Re: [libvirt] [PATCH] Add a mutex to serialize updates to firewall

On 03/07/2014 09:15 AM, Daniel P. Berrange wrote: > For > > https://bugzilla.redhat.com/show_bug.cgi?id=1066801 > > The nwfilter conf update mutex previously serialized > updates to the internal data structures for firewall > rules, and updates to the firewall itself. The latter > was recently turned into a read/write lock, and filter > instantiation allowed to proceed in parallel.
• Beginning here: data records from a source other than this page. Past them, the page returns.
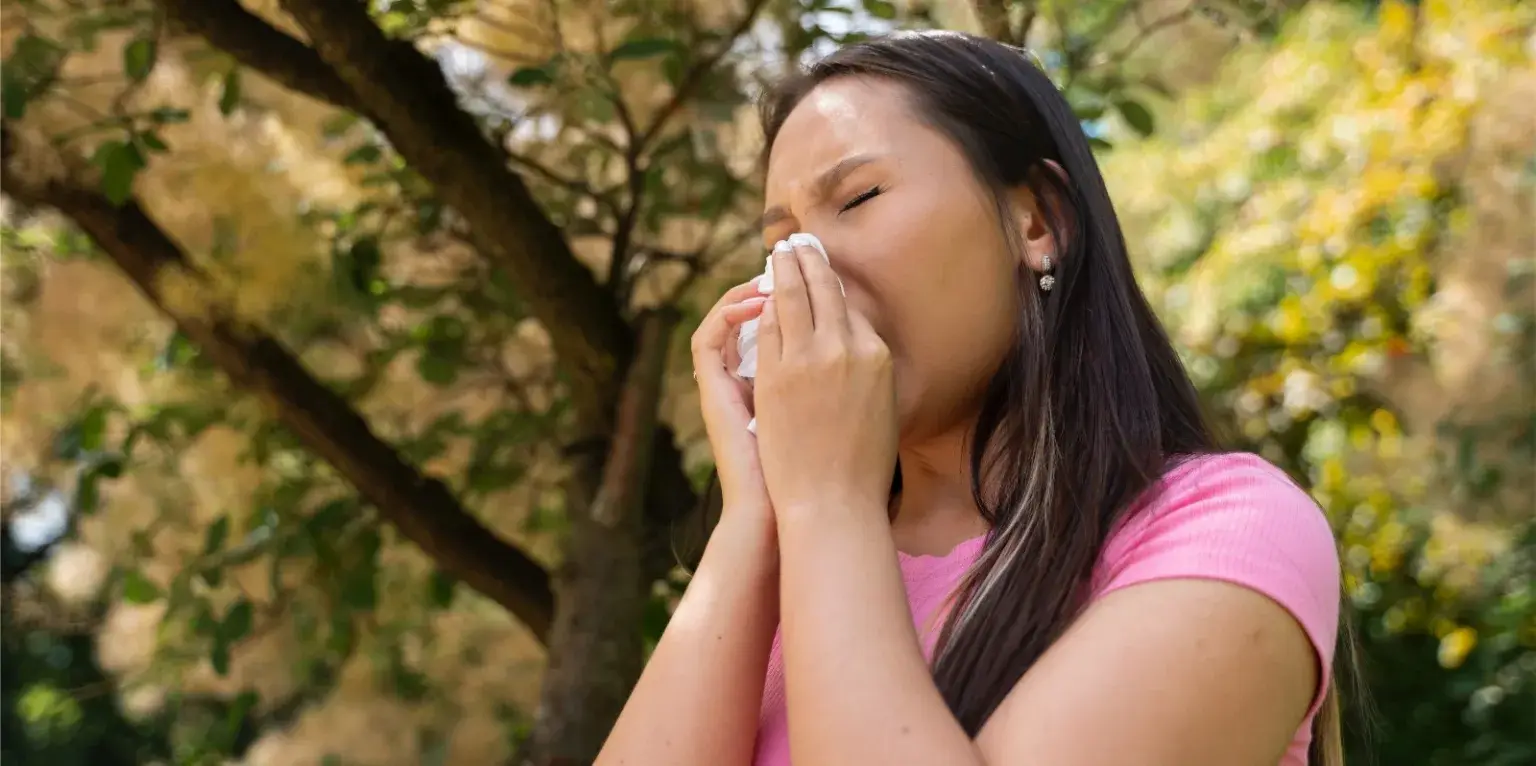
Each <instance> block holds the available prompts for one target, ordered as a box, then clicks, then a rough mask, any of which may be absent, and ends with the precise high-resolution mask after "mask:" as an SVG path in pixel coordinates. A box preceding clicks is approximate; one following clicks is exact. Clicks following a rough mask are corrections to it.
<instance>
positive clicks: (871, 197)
mask: <svg viewBox="0 0 1536 766" xmlns="http://www.w3.org/2000/svg"><path fill="white" fill-rule="evenodd" d="M882 192H885V189H883V187H880V186H874V187H869V189H868V190H865V192H860V193H859V196H854V198H852V200H849V201H848V204H845V206H843V207H842V209H840V210H837V213H839V215H842V213H846V212H848V210H852V209H854V207H859V206H860V204H865V203H868V201H869V200H874V198H876V196H880V193H882Z"/></svg>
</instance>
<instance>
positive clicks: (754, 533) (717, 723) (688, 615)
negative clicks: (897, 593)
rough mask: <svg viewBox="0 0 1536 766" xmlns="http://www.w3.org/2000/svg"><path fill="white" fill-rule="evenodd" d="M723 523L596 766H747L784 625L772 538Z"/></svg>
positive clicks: (647, 665)
mask: <svg viewBox="0 0 1536 766" xmlns="http://www.w3.org/2000/svg"><path fill="white" fill-rule="evenodd" d="M745 522H746V520H745V519H743V523H734V525H733V523H731V520H725V522H722V523H720V525H719V527H717V528H716V531H714V534H711V537H710V542H708V545H707V548H705V553H703V559H702V560H700V562H699V570H697V573H696V574H694V577H693V582H691V583H688V589H687V591H685V594H684V597H682V602H680V603H679V605H677V609H676V611H674V612H673V617H671V620H670V622H668V625H667V631H665V632H664V634H662V640H660V643H659V645H657V646H656V651H654V652H653V654H651V659H650V662H648V663H647V665H645V671H644V672H642V674H641V680H639V683H637V685H636V686H634V692H631V694H630V700H628V703H625V706H624V712H622V714H621V715H619V721H617V723H616V725H614V728H613V732H611V734H610V735H608V741H607V743H605V745H604V748H602V754H601V755H599V757H598V764H599V766H602V764H611V766H617V764H625V766H648V764H667V766H694V764H699V766H705V764H708V766H731V764H740V766H745V764H748V763H750V761H751V754H753V743H754V740H756V735H757V714H759V706H760V703H762V691H763V677H765V675H766V669H768V651H770V648H771V645H773V634H774V628H776V625H777V619H779V580H777V576H779V565H777V548H776V545H774V540H773V536H771V531H765V530H760V528H750V525H748V523H745Z"/></svg>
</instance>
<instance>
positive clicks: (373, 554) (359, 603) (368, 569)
mask: <svg viewBox="0 0 1536 766" xmlns="http://www.w3.org/2000/svg"><path fill="white" fill-rule="evenodd" d="M379 545H381V539H379V536H378V533H376V531H372V530H370V531H367V533H364V534H362V537H361V539H359V546H361V548H362V550H361V556H359V560H356V562H355V563H353V565H352V566H350V568H349V570H347V574H346V580H343V583H341V602H343V603H346V605H347V606H349V608H352V609H358V611H373V608H375V606H378V600H379V591H378V571H379Z"/></svg>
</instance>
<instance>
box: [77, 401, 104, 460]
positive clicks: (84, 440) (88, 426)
mask: <svg viewBox="0 0 1536 766" xmlns="http://www.w3.org/2000/svg"><path fill="white" fill-rule="evenodd" d="M103 436H106V407H101V405H95V407H92V408H91V410H86V414H84V418H81V419H80V448H81V450H86V451H97V450H100V448H101V439H103Z"/></svg>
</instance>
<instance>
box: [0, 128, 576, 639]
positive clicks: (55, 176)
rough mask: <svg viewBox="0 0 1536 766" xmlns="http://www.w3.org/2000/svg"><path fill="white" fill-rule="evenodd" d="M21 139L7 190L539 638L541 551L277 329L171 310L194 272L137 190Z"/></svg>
mask: <svg viewBox="0 0 1536 766" xmlns="http://www.w3.org/2000/svg"><path fill="white" fill-rule="evenodd" d="M17 138H18V135H14V134H12V130H11V129H9V126H5V127H0V146H3V157H0V184H3V189H5V192H6V193H8V195H11V196H12V198H14V200H17V201H18V203H23V204H31V206H48V207H55V209H58V210H60V212H61V213H65V215H66V216H69V218H71V220H72V221H74V223H75V226H78V227H80V229H81V230H83V232H84V233H86V235H89V236H91V238H92V239H94V241H95V243H97V246H98V247H100V249H101V250H103V252H106V255H108V256H109V258H112V261H114V262H115V264H117V266H118V267H120V269H121V270H123V272H124V273H126V275H127V276H129V279H132V281H134V284H137V286H138V289H140V290H141V292H143V293H144V296H146V298H149V301H151V302H154V304H155V305H157V307H158V309H160V310H161V312H163V313H166V315H167V316H170V318H172V319H174V321H175V322H177V327H178V329H180V330H181V332H183V333H184V335H186V336H187V338H190V339H192V341H194V342H195V344H197V345H198V347H200V348H201V350H203V353H206V355H207V356H209V359H212V361H214V362H215V364H217V365H218V367H220V368H221V370H223V371H224V375H227V376H229V378H230V381H233V382H235V384H237V385H238V387H241V388H243V390H246V391H249V393H252V395H255V396H257V398H260V399H261V401H263V402H264V404H267V405H269V408H270V410H272V411H273V413H275V414H276V418H278V421H280V422H283V425H286V427H287V428H289V430H292V431H293V434H295V436H298V439H300V441H301V442H303V444H304V445H306V447H309V448H310V450H313V451H315V453H316V454H318V456H321V457H323V459H326V461H327V462H329V464H330V465H332V467H335V468H336V471H338V473H339V474H341V476H344V477H346V479H347V480H350V482H352V484H353V485H355V487H356V488H358V491H359V493H361V494H362V496H364V497H366V499H367V500H369V502H372V504H373V505H375V507H376V508H378V511H379V514H381V516H382V517H384V519H386V520H389V522H390V523H392V525H395V528H396V530H399V531H401V534H402V536H406V537H407V539H409V540H412V542H415V543H416V545H418V546H421V550H422V551H424V553H425V554H427V556H430V557H432V559H433V560H435V562H436V563H438V565H439V566H441V568H442V570H444V571H445V573H449V574H450V576H453V577H456V579H459V580H462V582H464V583H465V585H468V586H470V588H475V589H478V591H481V593H482V594H485V596H487V597H490V599H492V600H495V602H498V603H501V605H502V606H505V608H507V609H508V611H510V612H511V614H515V616H516V617H518V619H519V620H522V622H524V625H527V626H528V629H531V631H533V634H535V636H538V637H539V639H541V640H544V639H545V637H547V636H548V629H550V625H551V622H553V614H554V596H553V589H551V586H550V579H548V574H547V573H545V571H544V568H542V566H539V563H538V562H535V560H533V559H530V557H528V556H527V554H525V553H522V551H521V550H518V548H516V546H513V545H510V543H507V542H505V540H502V539H499V537H498V536H496V534H495V533H492V531H490V530H487V528H485V527H484V525H482V523H481V522H479V520H476V519H475V517H473V516H470V513H468V511H465V510H464V507H461V505H459V504H458V500H456V499H455V497H453V494H452V493H450V491H449V488H447V487H445V485H444V484H442V482H439V480H436V479H432V477H427V476H424V474H421V471H418V470H416V468H415V467H413V465H410V464H407V462H406V461H404V459H402V457H401V456H399V453H396V451H395V450H393V448H392V447H390V445H389V444H386V442H384V441H382V439H379V437H378V436H376V434H375V433H373V431H372V430H370V428H369V424H367V421H364V419H362V416H359V414H358V413H356V410H353V408H352V407H350V405H349V404H347V401H346V399H343V398H341V396H338V395H336V393H333V391H332V390H330V388H327V387H326V385H324V384H321V382H319V381H316V379H315V378H313V376H310V375H309V371H307V370H306V368H304V367H303V365H301V364H300V362H298V361H296V359H295V358H293V356H292V355H290V353H289V352H287V350H286V348H283V347H281V345H280V344H278V342H276V341H275V339H272V338H270V336H267V335H264V333H261V332H260V330H257V329H252V327H244V325H238V324H237V322H233V321H230V319H227V318H223V316H218V315H206V313H201V312H200V313H186V312H178V310H177V309H175V307H172V305H170V304H167V302H166V301H164V295H163V292H161V290H163V284H164V278H166V276H167V273H170V272H181V273H184V275H189V276H192V278H198V275H197V273H195V272H194V267H192V264H190V262H189V261H187V259H186V256H184V255H183V252H181V250H180V247H178V246H177V244H175V243H174V241H172V239H170V238H169V236H167V235H166V233H164V232H163V230H161V229H160V227H158V226H157V224H155V223H154V221H152V220H151V218H149V216H147V215H146V213H144V210H143V209H141V207H140V206H138V203H137V201H131V203H127V204H124V206H123V207H114V206H112V204H111V203H109V201H108V200H106V198H104V196H103V195H101V193H100V192H97V190H95V189H94V187H86V186H83V184H80V183H78V181H74V180H72V178H69V177H72V175H74V173H68V172H65V173H58V172H55V173H52V177H46V178H41V177H43V175H45V173H41V172H38V170H37V169H40V167H51V166H52V167H58V163H57V157H54V158H52V160H51V158H49V157H41V150H38V149H32V147H18V146H17ZM34 143H35V141H34ZM43 150H46V149H43ZM60 175H63V178H61V177H60Z"/></svg>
It was > believed that this was ok, since each filter is created > on a seperate iptables/ebtables chain. s/seperate/separate/ > > It turns out that there is a sutle lock ordering problem s/sutle/subtle/ > on virNWFilterObjPtr instances. __virNWFilterInstantiateFilter > will hold a lock on the virNWFilterObjPtr it is instantiating. > This in turn invokes virNWFilterInstantiate which then invokes > virNWFilterDetermineMissingVarsRec which then invokes > virNWFilterObjFindByName. This iterates over every single > virNWFilterObjPtr in the list, locking them and checking their > name. So if 2 or more threads try to instantiate a filter in > parallel, they'll all hold 1 lock at the top level in the > __virNWFilterInstantiateFilter method which will cause the > other thread to deadlock in virNWFilterObjFindByName. > > The fix is to add an exclusive mutex to serialize the > execution of __virNWFilterInstantiateFilter. > > Signed-off-by: Daniel P. Berrange <berrange(a)redhat.com&gt; > --- > src/nwfilter/nwfilter_driver.c | 6 ++++-- > src/nwfilter/nwfilter_gentech_driver.c | 34 ++++++++++++++++++++++++++++++++-- > src/nwfilter/nwfilter_gentech_driver.h | 2 +- > 3 files changed, 37 insertions(+), 5 deletions(-) ACK with spelling fixes.